3. The recombinant fission yeast according to claim 1, wherein the human cytochrome P450 is selected from the group consisting of CYP2B6, CYP2D6, CYP2C9, CYP2C19 and CYP3A4.

4. The recombinant fission yeast according to claim 1, providing a production rate of CPR up to about 100 μmol/litre per day.

5. The recombinant fission yeast strain CAD62 comprising the sequence SEQ ID No: 1.

6. A method for the production of human cytochrome P450, said method comprising culturing the recombinant fission yeast according to any of claim 1 or 5 under suitable conditions so as to produce human cytochrome P450.

7. A method for the catalysation of cytochrome P450 dependent metabolic reactions and/or whole-cell biotransformation, said method comprising culturing the recombinant fission yeast according to any of claim 1 or 5 in the presence of a substrate and under suitable conditions for the catalysation of cytochrome P450 dependent metabolic reactions and/or whole-cell biotransformation of the substrate.

8. A method for the synthesis of at least one of the metabolite, said method comprising culturing the recombinant fission yeast according to any of claim 1 or 5 in the presence of a substrate and under suitable conditions, wherein said metabolite is selected from of the group consisting of 4-hydroxybupropion, hydroxymethyltolbutamid, 4-hydroxy-S-mephenytoin, dextorphan and 1′-hydroxymidazolam.

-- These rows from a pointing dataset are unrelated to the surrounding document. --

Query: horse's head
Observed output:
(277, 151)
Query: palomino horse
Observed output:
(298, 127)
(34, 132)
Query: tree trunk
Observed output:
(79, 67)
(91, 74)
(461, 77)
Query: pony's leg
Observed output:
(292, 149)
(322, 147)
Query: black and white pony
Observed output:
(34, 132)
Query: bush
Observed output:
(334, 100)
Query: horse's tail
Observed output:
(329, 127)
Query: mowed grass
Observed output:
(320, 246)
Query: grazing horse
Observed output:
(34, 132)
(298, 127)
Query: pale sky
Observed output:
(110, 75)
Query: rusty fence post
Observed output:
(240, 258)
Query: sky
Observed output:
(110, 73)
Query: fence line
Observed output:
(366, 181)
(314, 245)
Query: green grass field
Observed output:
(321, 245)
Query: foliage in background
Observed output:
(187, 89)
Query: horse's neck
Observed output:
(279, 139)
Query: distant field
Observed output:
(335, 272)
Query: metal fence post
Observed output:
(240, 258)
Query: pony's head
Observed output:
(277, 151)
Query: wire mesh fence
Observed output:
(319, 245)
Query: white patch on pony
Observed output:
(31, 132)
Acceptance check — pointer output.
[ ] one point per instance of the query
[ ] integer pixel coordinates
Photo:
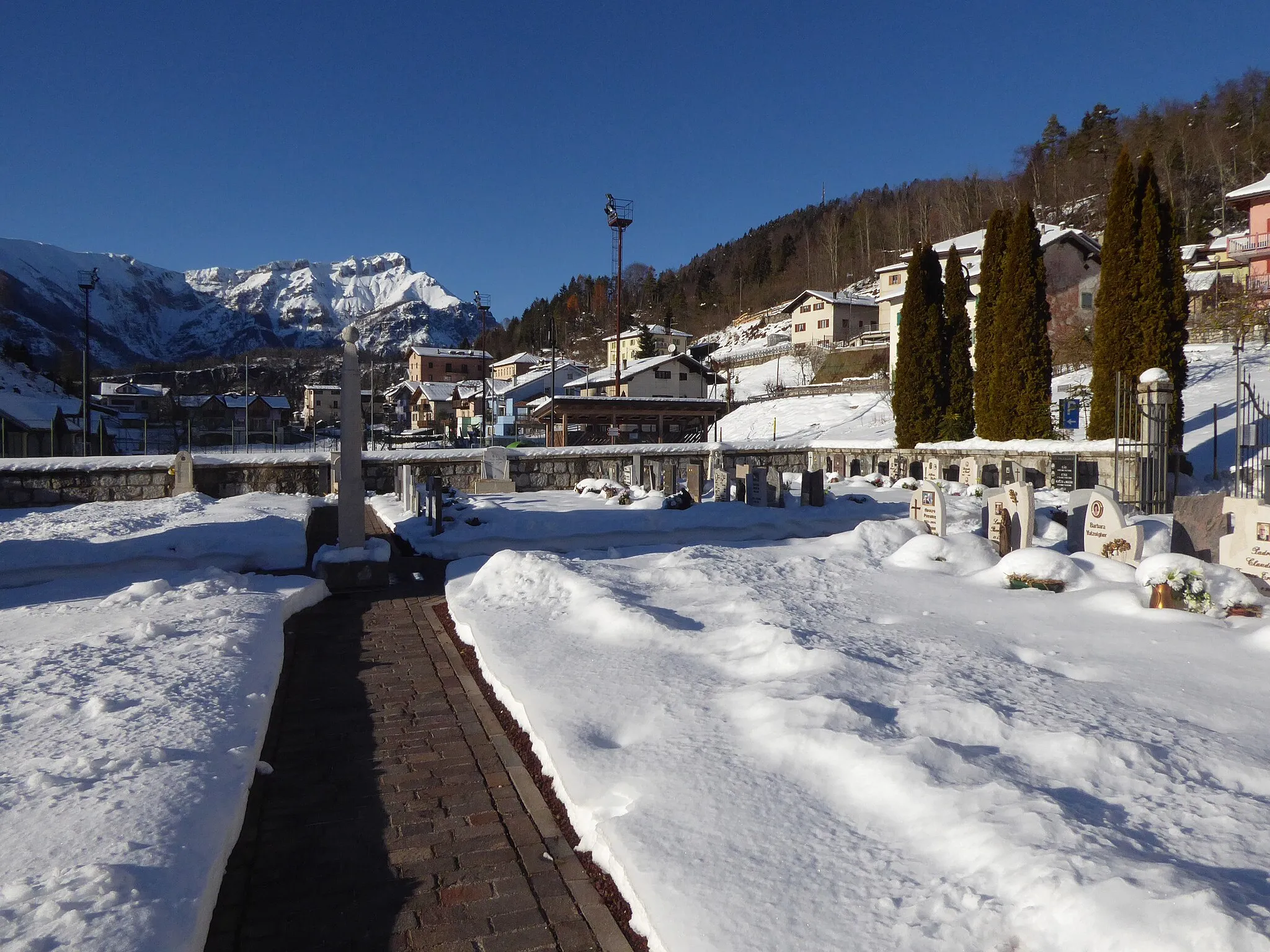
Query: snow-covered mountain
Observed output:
(146, 312)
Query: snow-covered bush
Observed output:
(1198, 586)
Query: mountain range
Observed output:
(144, 312)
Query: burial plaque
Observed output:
(1064, 472)
(928, 507)
(1106, 534)
(694, 482)
(756, 487)
(1199, 523)
(812, 491)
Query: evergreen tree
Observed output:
(1024, 364)
(647, 343)
(1162, 309)
(1116, 339)
(920, 387)
(959, 415)
(985, 330)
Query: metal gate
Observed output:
(1141, 467)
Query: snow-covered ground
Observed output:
(869, 739)
(136, 679)
(859, 419)
(567, 522)
(253, 531)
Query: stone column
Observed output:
(352, 493)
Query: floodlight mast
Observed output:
(619, 213)
(87, 282)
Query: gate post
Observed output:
(1155, 404)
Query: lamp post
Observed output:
(87, 282)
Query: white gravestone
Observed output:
(1248, 547)
(1106, 532)
(183, 474)
(1021, 506)
(756, 487)
(928, 507)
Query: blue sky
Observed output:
(481, 140)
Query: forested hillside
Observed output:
(1203, 150)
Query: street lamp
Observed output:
(87, 282)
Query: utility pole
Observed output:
(87, 282)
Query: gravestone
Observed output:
(182, 474)
(812, 488)
(693, 482)
(968, 471)
(1106, 534)
(1062, 472)
(996, 519)
(928, 507)
(1020, 507)
(756, 485)
(495, 471)
(1248, 547)
(1199, 523)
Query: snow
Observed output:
(253, 531)
(376, 550)
(774, 746)
(567, 522)
(136, 679)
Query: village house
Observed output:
(666, 376)
(665, 342)
(1254, 248)
(1072, 265)
(322, 405)
(446, 364)
(830, 318)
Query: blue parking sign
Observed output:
(1070, 413)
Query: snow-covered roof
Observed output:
(1258, 190)
(655, 329)
(523, 357)
(130, 389)
(448, 352)
(636, 367)
(833, 298)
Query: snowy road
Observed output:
(791, 746)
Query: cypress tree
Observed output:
(985, 333)
(920, 387)
(959, 415)
(1161, 291)
(1024, 364)
(1116, 338)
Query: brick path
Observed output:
(398, 815)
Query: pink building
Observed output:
(1254, 248)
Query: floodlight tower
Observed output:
(483, 306)
(87, 282)
(619, 211)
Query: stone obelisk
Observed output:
(352, 489)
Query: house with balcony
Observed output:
(828, 318)
(1073, 260)
(1254, 248)
(666, 340)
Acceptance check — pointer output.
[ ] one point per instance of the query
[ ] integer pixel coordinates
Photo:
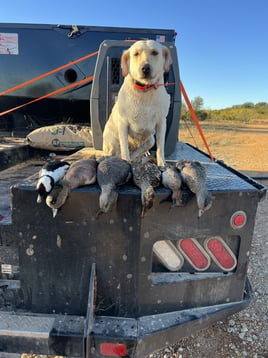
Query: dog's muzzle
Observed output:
(146, 70)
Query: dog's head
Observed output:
(146, 61)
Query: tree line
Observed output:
(244, 113)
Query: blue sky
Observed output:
(222, 44)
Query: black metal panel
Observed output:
(57, 46)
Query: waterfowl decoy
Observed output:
(146, 176)
(81, 172)
(171, 179)
(51, 173)
(194, 177)
(111, 172)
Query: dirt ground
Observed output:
(244, 334)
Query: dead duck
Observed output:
(111, 172)
(146, 176)
(194, 177)
(53, 171)
(171, 179)
(81, 172)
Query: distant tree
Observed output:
(197, 103)
(261, 104)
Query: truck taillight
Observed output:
(238, 219)
(194, 254)
(220, 253)
(113, 349)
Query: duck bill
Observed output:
(99, 213)
(54, 212)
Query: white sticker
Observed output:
(9, 43)
(7, 269)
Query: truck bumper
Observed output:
(100, 336)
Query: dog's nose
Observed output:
(146, 69)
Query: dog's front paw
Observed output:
(161, 162)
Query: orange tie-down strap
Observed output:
(66, 88)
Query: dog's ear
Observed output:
(167, 57)
(125, 63)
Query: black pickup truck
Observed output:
(119, 285)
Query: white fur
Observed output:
(139, 115)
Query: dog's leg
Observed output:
(143, 148)
(160, 142)
(123, 141)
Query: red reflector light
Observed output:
(238, 219)
(221, 253)
(194, 254)
(113, 349)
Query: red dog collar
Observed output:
(143, 87)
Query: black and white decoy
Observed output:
(111, 172)
(146, 176)
(48, 176)
(81, 172)
(194, 177)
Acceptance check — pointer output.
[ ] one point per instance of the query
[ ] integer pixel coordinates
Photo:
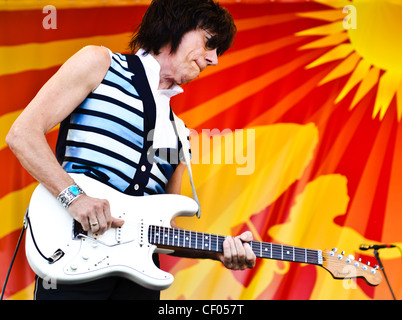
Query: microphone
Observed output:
(365, 247)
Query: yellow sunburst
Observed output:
(370, 52)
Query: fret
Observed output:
(207, 241)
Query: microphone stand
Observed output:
(377, 256)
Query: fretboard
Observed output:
(178, 238)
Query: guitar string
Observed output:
(207, 241)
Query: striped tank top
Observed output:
(109, 136)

9. A method of producing at least one metabolite selected from the group consisting of 4-hydroxybupropion, hydroxymethyltolbutamid, 4-hydroxy-S-mephenytoin, dextorphan and 1′-hydroxymidazolam, said method comprising the steps of:

(a) culturing of the recombinant fission yeast according to any of the claim 1 or 5 under suitable conditions;

(b) incubating of the recombinant fission yeast with at least one substrate selected from the group consisting of bupropion, tolbutamide, S-mephenytoin, dextromethorphan and midazolam;

(c) separating of the cell mass and the supernatant; and

(d) isolating of the metabolite.

10. The method according to claim 8, wherein the recombinant fission yeast provides a production rate of CPR up to about 100 μmol/litre per day.